Budget & Tax

Finish the job on federal-funds transparency

January 30, 2018

Brandon Dutcher

This article was published in OCPA's Perspective magazine View Issue

In 2015 a very important piece of legislation, House Bill 1748, required Oklahoma state agencies to publicly report the amount of federal funding they receive and the strings attached to that money. The measure passed overwhelmingly in both chambers.

Disappointingly, it was vetoed by Gov. Mary Fallin.

Today, as OCPA president Jonathan Small has pointed out, “tens of millions of dollars are missing; criminal investigations are under way. Officials at the State Department of Health, it seems, misspent funds and misled the public about it for at least six years. Some of the money came from the federal government, meaning those involved could face federal charges, and state taxpayers might have to pay that money back.”

Would HB 1748 have prevented all of these problems? No. Still, the scandal reminds us of “the danger of federal funds flowing through state agencies and the need for greater transparency,” Small says. “The money looks deceptively free, inviting abuses. After all, the Legislature doesn’t have to raise it through taxes. For that matter, about a quarter of all federal funds are borrowed (something that would be illegal for state government to do on its own).”

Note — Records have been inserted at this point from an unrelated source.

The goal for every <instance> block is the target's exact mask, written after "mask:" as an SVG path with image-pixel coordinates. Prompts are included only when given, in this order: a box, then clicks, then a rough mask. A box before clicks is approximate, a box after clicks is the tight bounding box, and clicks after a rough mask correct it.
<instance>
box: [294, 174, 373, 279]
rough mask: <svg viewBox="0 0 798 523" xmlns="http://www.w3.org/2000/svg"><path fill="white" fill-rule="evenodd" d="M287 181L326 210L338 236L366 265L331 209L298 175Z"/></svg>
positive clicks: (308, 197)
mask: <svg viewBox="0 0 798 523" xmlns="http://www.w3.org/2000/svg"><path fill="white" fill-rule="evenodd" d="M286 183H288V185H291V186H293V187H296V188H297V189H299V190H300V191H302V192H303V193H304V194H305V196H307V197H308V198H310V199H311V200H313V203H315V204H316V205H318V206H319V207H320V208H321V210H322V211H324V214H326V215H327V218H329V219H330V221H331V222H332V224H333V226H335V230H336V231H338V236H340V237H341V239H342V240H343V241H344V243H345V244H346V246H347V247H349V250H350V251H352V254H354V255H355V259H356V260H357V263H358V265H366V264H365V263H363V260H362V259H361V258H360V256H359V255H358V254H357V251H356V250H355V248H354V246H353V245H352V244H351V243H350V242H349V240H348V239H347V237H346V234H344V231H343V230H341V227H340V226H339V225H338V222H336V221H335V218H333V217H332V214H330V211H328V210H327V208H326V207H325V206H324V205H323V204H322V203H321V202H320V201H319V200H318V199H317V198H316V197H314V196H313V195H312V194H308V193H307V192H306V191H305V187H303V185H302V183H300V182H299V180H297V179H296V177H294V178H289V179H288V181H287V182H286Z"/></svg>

“What’s most upsetting about the governor’s wrongheaded veto,” OCPA distinguished fellow Andrew Spiropoulos presciently noted at the time, “is what it tells us about the mindset of her administration. Both her decision and her defense of it help explain why, less than five months into her second term, many conservatives have lost hope that we will see any meaningful change in the next four years.”

Nevertheless, in light of the Health Department scandal and perhaps other scandals we don’t yet know about, lawmakers should pass federal-funds transparency legislation in 2018 and send it to the governor’s desk.